If our kids become obedient out of obligation, they will likely treat their faith the same way—as a set of rules to follow in order to avoid condemnation from God. But God doesn’t care about rule-following for the sake of rule-following; He desires an intimate relationship that leads to obedience out of love.
Of course, rule-following for the sake of rule-following might keep one out of trouble momentarily, but it likely will set up a crisis of faith later or make one embrace fundamentalist or violent forms of Christianity. For instance, if a mild spank is justified to combat the crime of eating a cookie without permission, it may convey that there are levels of violence to combat the level of sin. It may seem small now, but later, this kind of thinking can grow into viewing God as a far-away, blood-thirsty warrior, who justifies any level of violence. For example, a shooting may be justified to combat corruption; an insurrection may be justified to combat a “stolen election”; a bomb may be justified to combat a dictator. Once we get to this point, God does not look like Jesus at all.
I am sure that most parents spank their children out of love. My argument is not against the motives of the parents, but what it may do to the children. If we’re honest, spanking is usually passed down. Parents spank their kids because they were spanked by their parents, who were spanked by their parents, and so forth. The Bible might refer to this as a generational curse. Just as the wrath of God is the built-in consequence of sin, a curse could be seen as the generational built-in consequence of sin. Only if we are open to the Spirit can we break these curses and allow ourselves and our children to be more like the Crucified Christ.

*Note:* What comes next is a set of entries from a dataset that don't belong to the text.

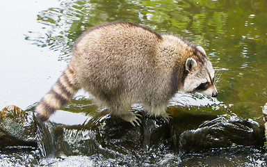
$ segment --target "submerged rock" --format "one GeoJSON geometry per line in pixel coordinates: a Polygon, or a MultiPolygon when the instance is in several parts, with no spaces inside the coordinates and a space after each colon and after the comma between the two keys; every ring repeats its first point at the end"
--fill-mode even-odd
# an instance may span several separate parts
{"type": "Polygon", "coordinates": [[[262,132],[259,123],[251,119],[222,115],[206,121],[197,129],[184,131],[177,142],[181,152],[198,152],[236,145],[261,146],[262,132]]]}
{"type": "Polygon", "coordinates": [[[32,112],[15,106],[0,111],[0,148],[6,146],[37,146],[36,124],[32,112]]]}

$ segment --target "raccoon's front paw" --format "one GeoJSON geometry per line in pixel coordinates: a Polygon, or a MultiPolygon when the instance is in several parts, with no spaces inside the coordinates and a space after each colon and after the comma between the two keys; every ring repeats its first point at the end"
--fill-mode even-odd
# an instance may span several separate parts
{"type": "Polygon", "coordinates": [[[142,116],[137,112],[129,112],[127,114],[121,115],[120,117],[122,119],[131,123],[134,127],[136,127],[136,125],[140,127],[140,124],[141,122],[140,118],[142,118],[142,116]]]}

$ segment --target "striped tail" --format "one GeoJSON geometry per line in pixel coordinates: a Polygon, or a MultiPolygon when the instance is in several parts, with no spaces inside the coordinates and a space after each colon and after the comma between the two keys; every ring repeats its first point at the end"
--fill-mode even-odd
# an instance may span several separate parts
{"type": "Polygon", "coordinates": [[[36,105],[36,117],[42,121],[47,120],[56,110],[65,106],[79,88],[74,72],[69,65],[51,90],[36,105]]]}

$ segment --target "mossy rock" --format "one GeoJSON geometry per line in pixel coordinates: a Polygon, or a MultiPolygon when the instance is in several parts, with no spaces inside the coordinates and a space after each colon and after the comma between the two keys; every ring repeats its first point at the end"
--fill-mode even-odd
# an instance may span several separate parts
{"type": "Polygon", "coordinates": [[[0,111],[0,148],[6,146],[37,146],[36,124],[32,112],[15,106],[0,111]]]}

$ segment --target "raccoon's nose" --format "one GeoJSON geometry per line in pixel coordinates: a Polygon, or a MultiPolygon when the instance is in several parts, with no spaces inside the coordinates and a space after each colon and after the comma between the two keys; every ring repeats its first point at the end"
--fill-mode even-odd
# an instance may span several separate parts
{"type": "Polygon", "coordinates": [[[218,96],[218,93],[217,92],[213,92],[211,97],[216,97],[218,96]]]}

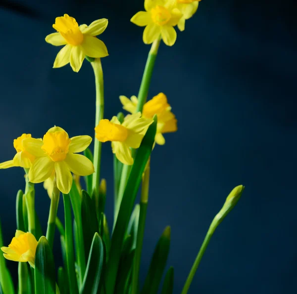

Finally, if you are a parent who spanks, it is not whatsoever hopeless for your children. Jesus accommodates to our failures and is constantly at work to reveal His true self. However, the more we are sanctified into a reflection of Christ, the less His accommodation is necessary. This should be the goal of every believer. But since our own good will eventually wear out, we need power from the Spirit to energize us for the long game of Cruciform Love.
In sum, my view of refraining from spanking is deeply theological. Parenting is surely not easy, but we have a Heavenly Father who demonstrates the characteristics that we need most as a parent: love, wisdom, and patient endurance.